Scientists in Wellington to discuss historic climate change

Scientists from around the world are gathering in Wellington today for a conference looking at how evidence of historic climate change events can help our understanding of the warming the world is currently facing.

A highlight of the conference is the Greenhouse Earth Symposium, a one-day symposium (14 January) in which leading researchers explain how their studies of ancient greenhouse climates have advanced understanding of modern climate change. Presentations are aimed at a non-specialist audience with an interest in the science behind climate change and, specifically, greenhouse-gas induced global warming.

News wrap:

Dominion Post: NZ a likely hotspot in global change

New Zealand Herald: Warmer world will be even warmer than we thought, say scientists

Visiting scientist James Zachos, Professor of Earth & Planetary Sciences, Paloeoceanography, Paleoclimatology, Marine Stratigraphy at UC Santa Cruz provides comment below on what we can learn from climactic shifts of millions ago.
SMC: Does your research show evidence of sudden climactic shifts in the past? Can you give examples of changes that occurred on the scale of a human lifespan or within several generations?

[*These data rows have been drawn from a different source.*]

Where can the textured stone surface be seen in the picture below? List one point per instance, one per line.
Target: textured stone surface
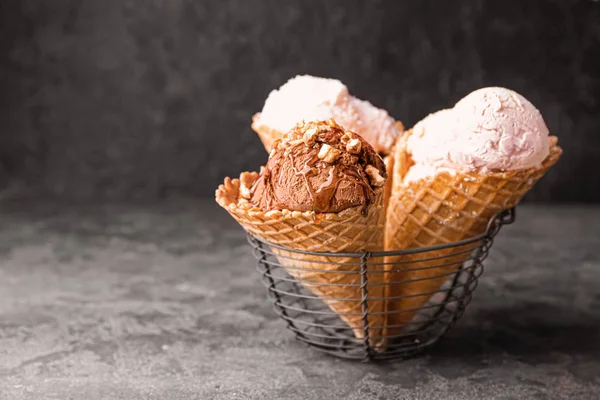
(157, 302)
(140, 99)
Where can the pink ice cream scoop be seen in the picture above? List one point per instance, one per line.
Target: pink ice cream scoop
(308, 98)
(491, 129)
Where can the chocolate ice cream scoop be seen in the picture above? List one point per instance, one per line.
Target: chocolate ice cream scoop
(320, 167)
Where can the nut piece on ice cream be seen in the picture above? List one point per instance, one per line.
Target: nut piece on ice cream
(308, 98)
(319, 174)
(491, 129)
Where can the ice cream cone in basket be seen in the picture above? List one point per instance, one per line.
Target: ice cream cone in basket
(442, 208)
(335, 280)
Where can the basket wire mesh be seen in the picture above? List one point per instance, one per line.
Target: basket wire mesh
(313, 322)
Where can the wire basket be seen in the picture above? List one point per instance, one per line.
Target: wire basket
(313, 322)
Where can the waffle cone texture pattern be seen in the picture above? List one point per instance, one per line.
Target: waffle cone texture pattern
(338, 286)
(438, 210)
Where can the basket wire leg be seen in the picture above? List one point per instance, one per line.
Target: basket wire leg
(443, 303)
(266, 272)
(364, 280)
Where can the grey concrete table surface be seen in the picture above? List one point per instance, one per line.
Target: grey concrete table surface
(163, 302)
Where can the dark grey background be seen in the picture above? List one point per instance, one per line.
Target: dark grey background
(146, 99)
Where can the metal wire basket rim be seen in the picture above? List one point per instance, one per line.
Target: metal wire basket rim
(502, 218)
(460, 285)
(360, 314)
(445, 314)
(359, 285)
(275, 264)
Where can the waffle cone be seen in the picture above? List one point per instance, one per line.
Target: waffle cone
(346, 231)
(443, 209)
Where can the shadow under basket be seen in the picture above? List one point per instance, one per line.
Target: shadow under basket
(314, 323)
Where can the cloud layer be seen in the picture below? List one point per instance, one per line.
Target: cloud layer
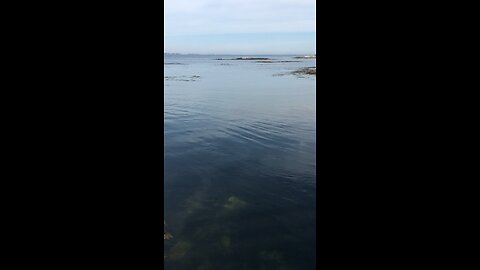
(240, 26)
(183, 17)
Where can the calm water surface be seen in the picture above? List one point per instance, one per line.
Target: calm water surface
(239, 164)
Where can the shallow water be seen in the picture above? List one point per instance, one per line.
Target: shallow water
(239, 164)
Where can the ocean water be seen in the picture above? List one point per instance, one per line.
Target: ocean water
(239, 164)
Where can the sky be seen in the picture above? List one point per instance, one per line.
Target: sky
(240, 26)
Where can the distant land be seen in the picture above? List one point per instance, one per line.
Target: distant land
(187, 54)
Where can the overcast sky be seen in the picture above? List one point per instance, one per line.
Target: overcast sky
(240, 26)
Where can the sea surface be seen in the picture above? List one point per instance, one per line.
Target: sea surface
(239, 163)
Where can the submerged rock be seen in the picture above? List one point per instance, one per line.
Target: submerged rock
(306, 71)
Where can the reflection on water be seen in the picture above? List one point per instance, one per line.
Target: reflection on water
(239, 164)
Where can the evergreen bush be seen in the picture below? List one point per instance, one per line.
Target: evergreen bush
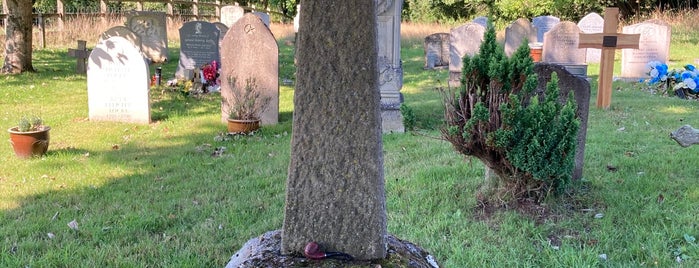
(527, 138)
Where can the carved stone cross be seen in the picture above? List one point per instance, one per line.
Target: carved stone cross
(82, 53)
(609, 40)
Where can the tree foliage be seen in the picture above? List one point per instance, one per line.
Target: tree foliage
(527, 139)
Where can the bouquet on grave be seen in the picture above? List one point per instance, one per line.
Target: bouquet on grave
(683, 83)
(209, 76)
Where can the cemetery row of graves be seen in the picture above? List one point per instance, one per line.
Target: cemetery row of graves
(152, 177)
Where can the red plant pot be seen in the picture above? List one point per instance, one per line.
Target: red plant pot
(29, 144)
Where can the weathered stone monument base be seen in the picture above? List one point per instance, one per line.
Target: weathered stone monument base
(265, 251)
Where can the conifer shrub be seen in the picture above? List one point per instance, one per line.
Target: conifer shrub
(526, 137)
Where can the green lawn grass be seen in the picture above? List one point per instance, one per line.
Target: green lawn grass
(152, 195)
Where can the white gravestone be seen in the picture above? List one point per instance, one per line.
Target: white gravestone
(117, 82)
(592, 23)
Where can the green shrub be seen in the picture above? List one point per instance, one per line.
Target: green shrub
(528, 140)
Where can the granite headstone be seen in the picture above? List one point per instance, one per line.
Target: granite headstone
(464, 40)
(117, 82)
(517, 32)
(436, 51)
(592, 23)
(231, 14)
(654, 45)
(250, 52)
(543, 24)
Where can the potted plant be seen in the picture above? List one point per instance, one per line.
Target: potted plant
(30, 137)
(247, 106)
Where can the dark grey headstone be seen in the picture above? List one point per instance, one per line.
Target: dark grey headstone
(198, 45)
(543, 24)
(436, 51)
(250, 51)
(654, 45)
(152, 28)
(580, 87)
(117, 82)
(561, 45)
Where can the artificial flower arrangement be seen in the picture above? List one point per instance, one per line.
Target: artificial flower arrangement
(683, 83)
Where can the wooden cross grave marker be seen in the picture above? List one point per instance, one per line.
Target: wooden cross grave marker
(82, 53)
(609, 40)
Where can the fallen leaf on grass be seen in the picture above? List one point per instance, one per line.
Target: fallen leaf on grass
(73, 225)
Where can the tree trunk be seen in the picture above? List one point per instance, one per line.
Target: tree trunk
(18, 38)
(335, 189)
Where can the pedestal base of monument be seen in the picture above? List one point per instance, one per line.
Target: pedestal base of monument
(264, 251)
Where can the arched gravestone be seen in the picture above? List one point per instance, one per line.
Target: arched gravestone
(654, 45)
(123, 32)
(250, 51)
(517, 32)
(543, 24)
(117, 82)
(464, 40)
(199, 42)
(152, 29)
(436, 51)
(592, 23)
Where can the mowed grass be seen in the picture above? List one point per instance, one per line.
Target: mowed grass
(152, 195)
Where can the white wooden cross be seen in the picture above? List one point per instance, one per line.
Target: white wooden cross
(609, 41)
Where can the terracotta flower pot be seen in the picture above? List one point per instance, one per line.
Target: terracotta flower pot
(242, 126)
(31, 143)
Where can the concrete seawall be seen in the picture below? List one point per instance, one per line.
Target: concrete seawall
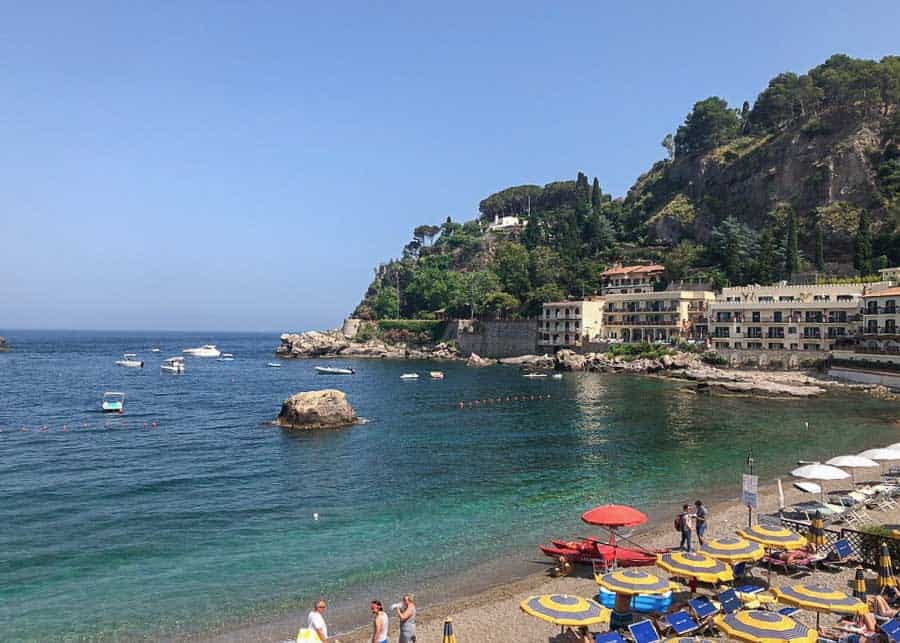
(495, 339)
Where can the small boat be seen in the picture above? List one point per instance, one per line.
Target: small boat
(129, 360)
(172, 365)
(207, 350)
(113, 402)
(332, 370)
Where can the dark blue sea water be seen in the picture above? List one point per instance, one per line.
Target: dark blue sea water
(189, 514)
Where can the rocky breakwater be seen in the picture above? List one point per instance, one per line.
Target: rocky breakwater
(690, 366)
(333, 343)
(325, 409)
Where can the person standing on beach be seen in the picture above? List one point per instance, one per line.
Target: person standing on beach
(686, 524)
(406, 612)
(700, 514)
(379, 623)
(316, 621)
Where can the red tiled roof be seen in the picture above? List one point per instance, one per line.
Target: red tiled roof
(631, 270)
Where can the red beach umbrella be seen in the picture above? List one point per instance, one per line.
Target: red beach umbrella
(614, 516)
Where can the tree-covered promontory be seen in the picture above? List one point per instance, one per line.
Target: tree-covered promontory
(804, 183)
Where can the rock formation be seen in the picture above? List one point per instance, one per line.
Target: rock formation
(326, 409)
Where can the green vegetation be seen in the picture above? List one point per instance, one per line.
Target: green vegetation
(734, 200)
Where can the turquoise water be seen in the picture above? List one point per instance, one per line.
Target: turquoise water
(204, 522)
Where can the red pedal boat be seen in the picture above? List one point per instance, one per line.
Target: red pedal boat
(591, 550)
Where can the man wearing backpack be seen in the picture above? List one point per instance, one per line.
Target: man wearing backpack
(685, 522)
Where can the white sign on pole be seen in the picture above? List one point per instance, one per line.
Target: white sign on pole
(749, 491)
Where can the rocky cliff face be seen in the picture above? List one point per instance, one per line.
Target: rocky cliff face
(832, 164)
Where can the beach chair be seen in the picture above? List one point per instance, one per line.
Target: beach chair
(891, 629)
(608, 637)
(681, 623)
(729, 601)
(644, 632)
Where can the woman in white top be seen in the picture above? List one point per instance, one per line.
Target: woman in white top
(379, 624)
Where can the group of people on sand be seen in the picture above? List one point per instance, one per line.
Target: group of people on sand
(405, 611)
(689, 522)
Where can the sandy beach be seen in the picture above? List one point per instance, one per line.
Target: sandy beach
(493, 616)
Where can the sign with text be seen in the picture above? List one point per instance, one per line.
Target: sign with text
(749, 491)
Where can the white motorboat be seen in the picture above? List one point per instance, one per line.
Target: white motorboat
(129, 360)
(207, 350)
(332, 370)
(113, 402)
(172, 365)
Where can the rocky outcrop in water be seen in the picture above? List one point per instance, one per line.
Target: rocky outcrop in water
(478, 362)
(334, 343)
(326, 409)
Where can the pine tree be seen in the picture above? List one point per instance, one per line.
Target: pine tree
(862, 249)
(820, 248)
(792, 260)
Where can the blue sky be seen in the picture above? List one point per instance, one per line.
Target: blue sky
(244, 166)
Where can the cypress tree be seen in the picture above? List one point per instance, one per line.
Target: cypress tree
(792, 261)
(596, 196)
(862, 249)
(820, 248)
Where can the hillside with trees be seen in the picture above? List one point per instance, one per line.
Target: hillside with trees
(802, 184)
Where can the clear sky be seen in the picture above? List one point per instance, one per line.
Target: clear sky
(245, 165)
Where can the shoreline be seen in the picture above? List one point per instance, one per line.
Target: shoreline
(476, 595)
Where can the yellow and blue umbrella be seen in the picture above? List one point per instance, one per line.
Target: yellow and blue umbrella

There are changes in past climate that occurred on human time scales, for example during the glacial periods. As for greenhouse warming, at least one extreme event occurred over a few thousand years or faster, possibly centuries some 55 million year ago at the boundary between the Paleocene and Eocene epochs. its the event we call the Paleocene-Eocene Thermal Maximum

SMC: How does your evidence from Earth’s climate millions of years ago offer perspective on future changes coming our way? Where does it fit in the context of predictions coming out of the IPCC reports?

The predictions in the IPCC report are based on very sophisticated models.  There is some disagreement among the various models as to how much warming will occur in the future, how precipitation patterns will shift, particularly at much higher greenhouse gas levels.  To assess the models, climatologists have turned to simulating aspects of past climates, for example, the extreme polar warmth of greenhouse intervals.  The challenge for geologists is to reconstruct the details of those climates.  This is why the most recent IPCC included a chapter on paleoclimates (see pages 442-444 of the report).